Past Altering; Future Changing | Teen Ink

Past Altering; Future Changing

May 28, 2009
By Lexi Baun BRONZE, Bellingham, Washington
Lexi Baun BRONZE, Bellingham, Washington
2 articles 0 photos 0 comments

A jolt of regret rushed through his brain,
As Honest Abe began to feel the pain.
On April 15, 1865 Abraham Lincoln woke, oh that fateful morning
Did his advisors even give him a warning?

Current decisions change the future,
Like the shot from the shooter.
Changing American history forever,
But not necessarily for the better.

Back then the union was divided in half;
Half slave, half free,
Was that really what the founding fathers wanted it to be?
Citizens didn’t agree.

Some said the nation should be a whole.
That was Honest Abe’s goal.
To stop slavery from spreading,
The South did not understand where Lincoln was getting.

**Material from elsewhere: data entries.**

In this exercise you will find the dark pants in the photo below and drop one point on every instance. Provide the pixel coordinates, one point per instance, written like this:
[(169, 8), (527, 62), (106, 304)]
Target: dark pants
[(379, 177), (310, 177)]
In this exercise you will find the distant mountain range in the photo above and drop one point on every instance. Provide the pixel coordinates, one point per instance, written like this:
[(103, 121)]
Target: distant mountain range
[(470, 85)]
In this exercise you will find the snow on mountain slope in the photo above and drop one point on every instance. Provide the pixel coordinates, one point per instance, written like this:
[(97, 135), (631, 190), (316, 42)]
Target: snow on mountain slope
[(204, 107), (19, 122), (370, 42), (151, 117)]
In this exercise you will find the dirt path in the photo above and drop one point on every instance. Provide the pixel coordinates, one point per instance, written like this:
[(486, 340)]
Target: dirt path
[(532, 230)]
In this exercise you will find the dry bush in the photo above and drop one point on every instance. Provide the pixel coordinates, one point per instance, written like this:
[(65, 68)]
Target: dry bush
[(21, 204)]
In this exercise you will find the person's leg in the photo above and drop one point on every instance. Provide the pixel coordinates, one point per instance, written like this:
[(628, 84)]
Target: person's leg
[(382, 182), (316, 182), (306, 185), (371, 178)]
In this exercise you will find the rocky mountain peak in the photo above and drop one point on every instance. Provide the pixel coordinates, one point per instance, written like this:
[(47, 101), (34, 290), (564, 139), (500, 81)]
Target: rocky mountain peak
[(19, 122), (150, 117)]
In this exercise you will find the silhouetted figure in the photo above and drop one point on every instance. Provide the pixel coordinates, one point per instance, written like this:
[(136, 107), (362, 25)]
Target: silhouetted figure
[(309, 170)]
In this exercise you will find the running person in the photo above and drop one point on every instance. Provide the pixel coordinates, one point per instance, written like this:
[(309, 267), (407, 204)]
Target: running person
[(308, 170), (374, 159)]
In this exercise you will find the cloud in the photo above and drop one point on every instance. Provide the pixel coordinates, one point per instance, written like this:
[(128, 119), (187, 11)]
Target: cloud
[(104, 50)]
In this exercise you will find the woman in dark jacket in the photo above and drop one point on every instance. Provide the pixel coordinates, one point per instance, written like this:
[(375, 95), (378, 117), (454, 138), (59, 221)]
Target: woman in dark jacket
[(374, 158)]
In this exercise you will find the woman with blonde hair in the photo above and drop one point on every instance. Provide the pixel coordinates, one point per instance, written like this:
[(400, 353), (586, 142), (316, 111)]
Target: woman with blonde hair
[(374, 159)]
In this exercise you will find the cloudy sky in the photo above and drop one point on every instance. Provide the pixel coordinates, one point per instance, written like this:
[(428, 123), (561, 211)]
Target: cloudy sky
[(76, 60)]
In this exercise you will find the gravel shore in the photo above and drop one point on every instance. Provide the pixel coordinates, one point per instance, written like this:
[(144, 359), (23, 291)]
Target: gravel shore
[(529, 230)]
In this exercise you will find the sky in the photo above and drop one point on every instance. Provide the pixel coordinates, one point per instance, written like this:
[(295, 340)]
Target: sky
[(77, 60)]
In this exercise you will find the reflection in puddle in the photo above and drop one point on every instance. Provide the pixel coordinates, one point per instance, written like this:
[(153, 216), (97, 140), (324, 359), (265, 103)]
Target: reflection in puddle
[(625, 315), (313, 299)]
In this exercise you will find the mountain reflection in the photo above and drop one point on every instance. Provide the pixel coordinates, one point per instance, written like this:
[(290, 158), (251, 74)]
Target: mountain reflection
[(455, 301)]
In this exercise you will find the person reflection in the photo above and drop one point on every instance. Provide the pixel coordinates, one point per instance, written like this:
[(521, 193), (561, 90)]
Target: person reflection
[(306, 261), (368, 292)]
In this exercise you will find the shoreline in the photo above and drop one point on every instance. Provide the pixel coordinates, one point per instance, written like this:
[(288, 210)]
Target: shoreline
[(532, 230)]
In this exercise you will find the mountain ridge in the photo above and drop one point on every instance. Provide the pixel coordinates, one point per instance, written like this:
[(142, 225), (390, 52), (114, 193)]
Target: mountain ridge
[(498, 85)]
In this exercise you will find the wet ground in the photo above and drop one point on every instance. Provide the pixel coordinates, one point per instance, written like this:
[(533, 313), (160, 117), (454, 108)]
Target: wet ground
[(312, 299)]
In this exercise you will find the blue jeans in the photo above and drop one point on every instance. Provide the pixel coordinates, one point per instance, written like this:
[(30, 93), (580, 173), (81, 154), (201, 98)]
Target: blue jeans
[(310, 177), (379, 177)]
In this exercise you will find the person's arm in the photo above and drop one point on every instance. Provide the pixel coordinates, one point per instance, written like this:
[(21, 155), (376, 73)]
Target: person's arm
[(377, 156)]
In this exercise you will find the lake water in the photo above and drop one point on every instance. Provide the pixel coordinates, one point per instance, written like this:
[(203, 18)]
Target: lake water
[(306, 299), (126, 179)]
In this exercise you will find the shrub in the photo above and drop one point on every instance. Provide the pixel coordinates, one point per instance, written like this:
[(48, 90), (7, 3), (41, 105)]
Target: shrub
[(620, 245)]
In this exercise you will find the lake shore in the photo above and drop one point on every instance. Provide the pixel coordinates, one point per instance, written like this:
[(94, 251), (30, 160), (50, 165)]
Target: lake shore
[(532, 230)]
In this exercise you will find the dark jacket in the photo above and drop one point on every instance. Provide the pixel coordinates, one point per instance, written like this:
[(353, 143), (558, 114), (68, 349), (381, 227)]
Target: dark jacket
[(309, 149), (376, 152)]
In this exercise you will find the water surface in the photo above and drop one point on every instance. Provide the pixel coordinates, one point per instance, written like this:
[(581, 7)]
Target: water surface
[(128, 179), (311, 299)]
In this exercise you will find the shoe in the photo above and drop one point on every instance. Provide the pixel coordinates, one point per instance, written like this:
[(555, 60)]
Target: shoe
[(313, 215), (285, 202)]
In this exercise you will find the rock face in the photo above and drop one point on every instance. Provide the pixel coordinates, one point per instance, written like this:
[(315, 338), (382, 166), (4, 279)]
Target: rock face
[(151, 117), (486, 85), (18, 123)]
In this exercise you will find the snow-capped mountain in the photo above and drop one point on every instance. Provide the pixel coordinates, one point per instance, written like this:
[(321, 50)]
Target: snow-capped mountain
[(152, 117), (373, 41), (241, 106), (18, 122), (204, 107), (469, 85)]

Protests and disagreements rung out as a moan,
Chilling some citizens’ right down to the bone.
Lincoln strived for peace, but was misunderstood
Not like that would do any good.

Down the street Lincoln was walking
Stopping with citizens talking and talking.
To the theater he would eventually go,
To watch people perform a show.


Who comprehended what was coming,
Over the entrancing tunes performers were humming?
As Abe took his seat,
Guards looked about and around, from head to feet.

And out of nowhere a clap of thunder sounded!
It penetrated Lincoln’s skin, into the skull it pounded.
A jolt of regret rushed through Lincoln’s brain,
As Honest Abe began to feel the pain.

The guards jumped up to find Abe dead,
Not even old, however young instead.
The theater quiet with delight,
Abruptly! Jumped, with fright!

Panic mode, struck like the first shard of lighting!
Woe to the eye, how horrifying!
Lincoln’s body flung athwart the floor,
Blood pooling from head to door.

Where does a nation proceed when no leader is there?
The nation, ingenuously, becomes impaired.
Honest Abe, Honest Abe, where did he go?
Some say down in history, who knows.

How different would peoples’ lives be?
If Honest Abe agreed,
To stay home that fateful morning.
If his advisors gave a warning.

If this fictitious decision changed the future.
Redirecting the shot from the shooter,
Unfortunately changing American history forever.
But evidently, not for the better.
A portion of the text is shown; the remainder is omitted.